O Nosso Tempo

Uma narrativa incompleta (I)

Aproxima-se o fim de mais um ano e começam a surgir, nos Órgãos de Comunicação Social internacionais, as tentativas de análise do que aconteceu de mais relevante, na Igreja e no mundo, em 2015.

Não me vou prestar a esse exercício cronológico, exaustivo, mas, em duas crónicas separadas, a um outro que, sendo mais subjectivo, tem pelo menos o mérito de um testemunho pessoal sobre o nosso tempo, conforme ao espírito desta minha crónica regular n’O CLARIM.

Analisar as grandes tendências do tempo presente e tentar descortinar uma direcção nos acontecimentos do quotidiano, foi sempre objectivo que me guiou, para superar o que chamaria de cegueira desnorteada do dia a dia.

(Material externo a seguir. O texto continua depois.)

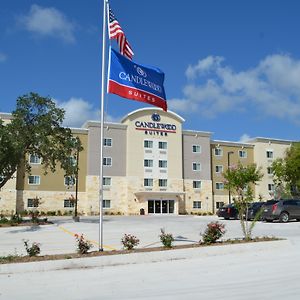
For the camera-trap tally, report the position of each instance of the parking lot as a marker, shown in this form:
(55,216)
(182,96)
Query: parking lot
(59,237)
(266,270)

Tratar-se-á pois de um inventário de alguns dos acontecimentos fortes que me marcaram particularmente – a mim – estando certo de que não me sentirei isolado, na maioria esmagadora das situações que privilegiei.

 

Do Charlie Hebdo ao Bataclan

Não surpreenderá ninguém dizer que a realidade do terrorismo pseudo-islâmico domina todo o ano de 2015, com dois marcos sinistros, tendo ambos como palco a capital francesa, o primeiro em Janeiro e o segundo em Novembro.

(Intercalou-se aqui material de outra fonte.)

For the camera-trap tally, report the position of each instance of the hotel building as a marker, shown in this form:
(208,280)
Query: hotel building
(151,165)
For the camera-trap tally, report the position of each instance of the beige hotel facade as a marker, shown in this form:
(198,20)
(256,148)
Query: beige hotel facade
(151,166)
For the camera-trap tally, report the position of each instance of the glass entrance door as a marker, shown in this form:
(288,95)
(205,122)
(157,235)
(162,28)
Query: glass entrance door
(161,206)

Desses dias trágicos de Paris fica a sensação de que a Europa e o mundo prosseguem o despertar lento – iniciado a 11 de Setembro de 2001 e recheado de episódios “menores”, do ponto de vista mediático – para a incompatibilidade total entre dois projectos de sociedade. A nossa, plural, tolerante, onde estão garantidas as liberdades fundamentais; e a outra, fanática, brutal, em nome de um Deus que não existe, senão na cabeça de gente doente, o da vingança pura e do martírio absurdo, sem sentido. E, por isso, sem justificação.

A lista de horrores é imensa já, com episódios cada vez mais cruéis, mas atingiu um dos seus pontos fortes com a morte do piloto jordano, acorrentado no interior de uma gaiola, queimado vivo e filmado na sua agonia atroz!!!

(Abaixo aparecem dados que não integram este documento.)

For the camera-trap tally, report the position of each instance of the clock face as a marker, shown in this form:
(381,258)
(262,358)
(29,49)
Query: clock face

O ISIS, acrescentou aqui de facto um outro grau de horror, o que suscitou repúdio em todo o mundo, e mormente dos milhões de muçulmanos, gente pacífica e moderada que denuncia, com cada vez maior destemor, os métodos bárbaros da organização terrorista.

Na Líbia o ISIS decapitou um grupo de cristãos egípcios (coptas) confirmando mais uma vez o sectarismo religioso, particularmente anti-cristão, que caracteriza o grupo. Comunidades de crentes não muçulmanos são entretanto maltratadas, perseguidas, sujeitas a conversão forçada ou á morte.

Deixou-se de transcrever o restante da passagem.